Examples of Packaging Innovations
- Square juice bottles and slim wine cans: Designed to optimize space and weight.
- Lighter wine bottles: Address the fact that glass bottle production accounts for a significant portion (around 34%) of the wine industry's emissions.
- Single-type plastic films: Replacing multi-layered films to significantly improve recyclability.
- Ready-made meal trays: Shifting away from black plastic, which is notoriously difficult for recycling scanners to detect.
- Tethered caps: Introduced to ensure the bottle and lid remain together and can be recycled as a single unit.
- Clearer labels: Providing better, more intuitive recycling instructions for consumers.

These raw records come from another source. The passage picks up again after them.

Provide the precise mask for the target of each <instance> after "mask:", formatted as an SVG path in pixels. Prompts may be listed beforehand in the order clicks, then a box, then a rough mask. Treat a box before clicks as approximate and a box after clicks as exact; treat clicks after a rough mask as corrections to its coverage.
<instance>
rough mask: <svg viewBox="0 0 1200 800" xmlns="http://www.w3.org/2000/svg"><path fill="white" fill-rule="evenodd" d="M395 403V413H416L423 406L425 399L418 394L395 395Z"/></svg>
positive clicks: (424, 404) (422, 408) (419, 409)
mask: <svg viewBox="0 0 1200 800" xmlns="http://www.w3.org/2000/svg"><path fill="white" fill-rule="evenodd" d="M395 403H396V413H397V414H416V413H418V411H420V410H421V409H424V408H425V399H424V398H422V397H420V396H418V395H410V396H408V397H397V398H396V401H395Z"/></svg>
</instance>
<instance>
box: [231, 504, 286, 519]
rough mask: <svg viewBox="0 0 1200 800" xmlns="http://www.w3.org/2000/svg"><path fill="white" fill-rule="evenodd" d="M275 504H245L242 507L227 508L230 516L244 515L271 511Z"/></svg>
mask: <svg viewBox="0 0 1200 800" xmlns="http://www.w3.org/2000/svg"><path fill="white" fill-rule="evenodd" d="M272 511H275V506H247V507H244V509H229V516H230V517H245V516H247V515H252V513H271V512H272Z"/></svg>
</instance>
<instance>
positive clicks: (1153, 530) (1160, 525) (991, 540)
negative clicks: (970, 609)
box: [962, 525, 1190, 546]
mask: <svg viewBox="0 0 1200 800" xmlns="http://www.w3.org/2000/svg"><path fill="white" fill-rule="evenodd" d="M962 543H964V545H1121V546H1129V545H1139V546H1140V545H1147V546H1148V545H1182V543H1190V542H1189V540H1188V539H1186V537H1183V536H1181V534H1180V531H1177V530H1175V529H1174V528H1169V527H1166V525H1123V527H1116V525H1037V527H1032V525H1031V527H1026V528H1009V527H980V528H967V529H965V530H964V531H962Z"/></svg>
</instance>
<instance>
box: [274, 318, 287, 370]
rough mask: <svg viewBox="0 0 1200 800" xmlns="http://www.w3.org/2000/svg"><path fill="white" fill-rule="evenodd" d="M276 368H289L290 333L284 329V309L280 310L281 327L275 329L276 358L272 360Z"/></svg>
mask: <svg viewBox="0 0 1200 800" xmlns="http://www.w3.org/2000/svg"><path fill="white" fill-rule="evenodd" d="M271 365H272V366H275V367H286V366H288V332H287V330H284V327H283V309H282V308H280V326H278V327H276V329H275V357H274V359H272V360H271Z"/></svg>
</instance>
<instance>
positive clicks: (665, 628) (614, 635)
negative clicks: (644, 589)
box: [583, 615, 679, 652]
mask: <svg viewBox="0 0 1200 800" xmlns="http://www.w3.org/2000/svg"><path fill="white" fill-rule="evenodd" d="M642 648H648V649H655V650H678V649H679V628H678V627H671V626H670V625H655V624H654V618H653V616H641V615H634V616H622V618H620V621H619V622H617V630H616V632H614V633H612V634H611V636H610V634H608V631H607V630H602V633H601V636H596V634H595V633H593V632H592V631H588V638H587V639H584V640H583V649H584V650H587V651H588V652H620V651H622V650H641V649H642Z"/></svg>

- Paper wrappers: Mars bars are noted as an example of a brand successfully shifting to paper packaging.
Industry and Retailer Involvement
ANZ Head of Agribusiness Insights, Michael Whitehead, notes that packaging acts as "mini-advertising" and influences shopper behavior.
- Endeavour Group (which includes Dan Murphy's and BWS) is an active participant in the Sustainable Wine Roundtable, committing to initiatives that reduce the weight of wine bottles.
- Woolworths has set a goal for 60% recycled content in its own-brand packaging, having already reached 51%.
- Coles and Coles Liquor report that an impressive 87.6% of their own-brand packaging is now recyclable.
- The Australian Food & Grocery Council (AFGC) highlights the considerable complexity manufacturers face due to varying state and territory laws, advocating strongly for comprehensive national packaging reform.
The Department of Climate Change, Energy, the Environment and Water is expected to conduct further consultations on national packaging reform, with draft regulations anticipated to introduce mandatory requirements for the industry.